Lossless and Lossy Memory I/O Link Compression for Improving Performance of GPGPU Workloads

- Hide Paper Summary

Paper Title: Lossless and Lossy Memory I/O Link Compression for Improving Performance of GPGPU Workloads
Link: https://dl.acm.org/doi/10.1145/2370816.2370864
Year: PACT 2012
Keyword: Compression; Memory Compression; GPGPU; Floating Number Compression

Back

Highlight:

Speculatively fetching a block in full size when cache miss happens. In fact if the paper has statistics on average size of compressed block on cache misses, it can only fetch the first few chunks, and decide whether to fetch the rest if the actual number of higher.

Questions

I don’t get why decompression algorithm needs the size of a block? I think most compression algorithm has the size after compression implied in the compression header? Or at least you can always figure out that implicitly during decompression? I am asking this because even if you have the size, it is on 16 byte granularity. The actual compressed size should be precise in bit unit. So even if some peculiar algorithm does need that number, having a number rounded to 16 bytes would help very little, I guess.
If lossy and loseless compression are both applied for floating point numbers, that memory region should store compression metadata for both compression types, which requires more bits. How does the hardware map such a special area?

This paper proposes adding memory compression to GPGPU memory architecture for improving performance with reduced bandwidth consumption. Although many previous publications focus on saving storage and providing larger effective memory, this paper explores another aspect of memory compression: Saving memory bandwidth for memory-bound GPGPU workloads. The paper points out that GPU workloads often have better compressibility than CPU workloads for two reasons. First, GPGPUs are designed to process input data in a massively parallel manner, with the same “kernel”. The input data, therefore, is usually arrays of integers or floating point numbers of the same type, which can be easily compressed. In addition, real-world workloads observe high degrees of locality, further enabling highly efficient compression. Second, GPGPU architectures execute a kernel in SIMT manner, spawning multiple hardware threads sharing the same set of control signals and SIMD data path. Multiple memory access requests may be generated per memory operation in the kernel, since all threads in the SIMT architecture execute the same instruction. As a result, GPGPU designers tend to use larger block sizes to amortize the cost of block fetching with high access locality of the threads. For example, the simulated platform of this paper uses an architecture with 32 threads per warp. Assuming 4-byte access granularity per thread, and highly regular access pattern (e.g. all threads’ accesses are in a consecutive chunk of memory), the memory controller will need to fetch a 128-byte block to satisfy all memory operations within one DRAM access. Larger blocks, as pointed out by previous papers also, are more prone to yield higher compressibility, which is ideal for memory compression.

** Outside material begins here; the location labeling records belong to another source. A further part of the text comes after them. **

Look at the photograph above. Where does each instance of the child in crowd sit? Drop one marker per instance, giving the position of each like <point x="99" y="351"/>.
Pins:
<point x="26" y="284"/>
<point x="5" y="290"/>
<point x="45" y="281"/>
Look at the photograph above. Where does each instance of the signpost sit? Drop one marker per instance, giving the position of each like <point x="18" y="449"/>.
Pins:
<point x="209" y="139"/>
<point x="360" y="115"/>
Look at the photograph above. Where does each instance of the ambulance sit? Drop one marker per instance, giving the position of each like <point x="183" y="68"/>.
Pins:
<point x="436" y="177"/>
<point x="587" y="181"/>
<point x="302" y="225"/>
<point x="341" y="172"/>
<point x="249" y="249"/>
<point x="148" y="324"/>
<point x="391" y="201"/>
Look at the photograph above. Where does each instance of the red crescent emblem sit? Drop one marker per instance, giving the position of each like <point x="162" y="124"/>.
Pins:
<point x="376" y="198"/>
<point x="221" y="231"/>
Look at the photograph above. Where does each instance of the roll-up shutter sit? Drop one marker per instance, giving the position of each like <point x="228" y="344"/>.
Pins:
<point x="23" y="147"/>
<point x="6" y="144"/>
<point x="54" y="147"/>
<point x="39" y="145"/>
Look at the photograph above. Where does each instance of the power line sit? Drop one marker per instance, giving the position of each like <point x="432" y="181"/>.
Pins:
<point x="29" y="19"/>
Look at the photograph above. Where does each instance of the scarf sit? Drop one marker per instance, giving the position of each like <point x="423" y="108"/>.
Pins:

This paper assumes a basic GPGPU workflow as follows. First, before a kernel can be invoked on a GPU, the CPU should first prepare the data structures needed for the computation in the main memory. After that, data is transferred to the GPU by calling CUDA routines with the size of the structure. The GPU will use its DMA controller to move data from the main memory to its own memory (GDDR as suggested in the paper). After computation, the GPU moves the results back to the CPU using DMA. The GPGPU has four distinct address spaces: Global, texture, constant, and local. The global address space acts similar to the main memory such that all GPGPU threads can access it. Texture and constant address spaces are optimized for special purposes such as textures and constant values. The local address space is only addressable to a subset of cores, and is used for register spilling and local computation. The paper’s proposed optimization only applies to global and texture address space. The GPGPU memory is assumed to be GDDR3, with a data bus width of 4 bytes, and a burst length of four, meaning 16 bytes of data can be transferred per burst. Note that since the burst length of GDDR3 is fixed, at least 16 bytes of data are read from the memory for each memory access, which is also used as the basic unit of transmitting compressed cache lines, as we will see below. Several memory controllers may be present on the GPGPU device, each responsible for a partition of the addressable memory. Each memory controller implements an instance of compression and decompression hardware. Multiple instances per controller provides very little improvement as compression and decompression is not the bottleneck. The compression and decompression algorithms are not specified, though.

Compression is performed when data is initially copied to the GPGPU memory, and when they are written back from GPU threads. Similarly, data is decompressed when read from the GPGPU memory, and when they are copied back to the CPU memory. The main purpose of this paper is to optimize bandwidth usage with compressed data, and therefore, data compression does not change the home location of blocks, but only their sizes. To determine the number of reads required before actually generating memory read signals, the memory controller needs to know the compressed size of the 128-byte block to be accessed. To this end, the controller reserves 4 bits per block serving as block metadata, which stores the number of 16-bit transfers needed to fetch the compressed block. This number can range from zero (no data is actually transferred over the bus, and zero is returned) to eight (meaning uncompressed block). If a block is larger than 128 bytes after compression, then it is simply stored as uncompressed to avoid overflowing to the next block. Before a block can be read in compressed form, the metadata entry is first read from the memory, and then the specific number of read operations are performed to fetch the line.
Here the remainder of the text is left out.